Author: Rong XIAO ¹ ; Yan DING ; Qian-jin LU ; Ya-ping LI ; Yong-jian LI ; Xin-jie YANG ; Yu-wen SU ; Yun-sheng LIANG ; Gui-ying ZHANG ; Hai-quan WEN
Author Information

1. Department of Dermatology and Venereology, Second Xiangya Hospital, Central South University, Changsha 410011, China. xiaorong@medmail.com.cn
Publication Type:Journal Article
MeSH: Adult; Azacitidine; pharmacology; Cells, Cultured; DNA Methylation; drug effects; Humans; Perforin; genetics; Promoter Regions, Genetic; genetics; T-Lymphocyte Subsets; metabolism
From: Journal of Central South University(Medical Sciences) 2006;31(6):843-847
CountryChina
Language:Chinese
Abstract: OBJECTIVE:To investigate the effects of DNA hypomethylation on mRNA and protein expression of perforin promotor in T cells.

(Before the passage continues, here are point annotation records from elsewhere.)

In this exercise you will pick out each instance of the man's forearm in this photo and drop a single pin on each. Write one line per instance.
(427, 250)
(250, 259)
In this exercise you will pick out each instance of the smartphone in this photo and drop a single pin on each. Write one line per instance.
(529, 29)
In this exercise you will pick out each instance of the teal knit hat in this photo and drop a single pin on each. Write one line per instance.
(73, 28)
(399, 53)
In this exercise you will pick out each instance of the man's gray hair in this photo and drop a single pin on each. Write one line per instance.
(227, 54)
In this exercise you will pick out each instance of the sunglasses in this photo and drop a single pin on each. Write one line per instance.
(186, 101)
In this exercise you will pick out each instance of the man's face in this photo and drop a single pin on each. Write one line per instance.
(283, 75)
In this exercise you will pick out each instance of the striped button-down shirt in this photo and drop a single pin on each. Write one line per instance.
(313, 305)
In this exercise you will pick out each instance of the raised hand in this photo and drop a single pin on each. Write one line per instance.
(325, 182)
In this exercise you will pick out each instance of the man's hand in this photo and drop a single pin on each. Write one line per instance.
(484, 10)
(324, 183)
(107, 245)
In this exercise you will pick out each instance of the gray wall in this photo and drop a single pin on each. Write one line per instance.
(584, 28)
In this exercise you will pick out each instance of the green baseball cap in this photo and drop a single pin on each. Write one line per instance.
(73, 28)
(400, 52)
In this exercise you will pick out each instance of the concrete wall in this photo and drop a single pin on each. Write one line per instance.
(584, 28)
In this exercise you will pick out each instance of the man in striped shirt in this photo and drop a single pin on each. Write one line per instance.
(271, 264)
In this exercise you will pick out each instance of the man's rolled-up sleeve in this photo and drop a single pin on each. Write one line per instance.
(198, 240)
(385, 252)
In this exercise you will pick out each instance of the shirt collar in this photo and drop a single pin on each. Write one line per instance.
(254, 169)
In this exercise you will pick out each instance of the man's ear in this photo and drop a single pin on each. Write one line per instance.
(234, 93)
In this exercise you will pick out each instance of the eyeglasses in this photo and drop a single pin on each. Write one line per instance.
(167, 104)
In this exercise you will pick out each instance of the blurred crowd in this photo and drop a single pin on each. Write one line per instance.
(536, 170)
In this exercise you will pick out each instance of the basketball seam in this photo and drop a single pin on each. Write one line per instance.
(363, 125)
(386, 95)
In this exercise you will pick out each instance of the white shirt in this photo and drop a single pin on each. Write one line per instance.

METHODS:T cells were isolated from the peripheral venous blood of healthy donors by density gradient centrifugation. CD4(+) and CD8(+) subsets were isolated using Miltenyi beads and protocols provided by the manufacturer. Where indicated the T cells were stimulated with PHA for 24 h, then treated with 5-azaC for an additional 72 h. Genomic DNA, mRNA, and protein were isolated from untreated and 5-azaC-treated T cells. Purified DNA was treated with sodium bisulfite, the desired sequences were amplified in sequential fragments using nested PCR. The amplified fragments were cloned into bacteria DH5 alpha and 5 independent clones for each of the amplified fragments were sequenced. The expression of perforin was determined using real time RT-PCR and Western blot.
RESULTS:The perforin mRNA and protein in the CD4(+) and CD8(+) subsets treated with 5-azaC were significantly higher than those in the untreated subsets (P<0.05). The results of bisulfite genomic sequencing showed that the methylation of perforin promotor was significantly reduced in the treated cells compared with the untreated cells (P<0.05).
CONCLUSION:The mRNA and protein expression of perforin significantly increases in the CD4(+) and CD8(+) T cells treated with 5-azaC,which is associated with DNA hypomethylation of perforin promoter in T cells.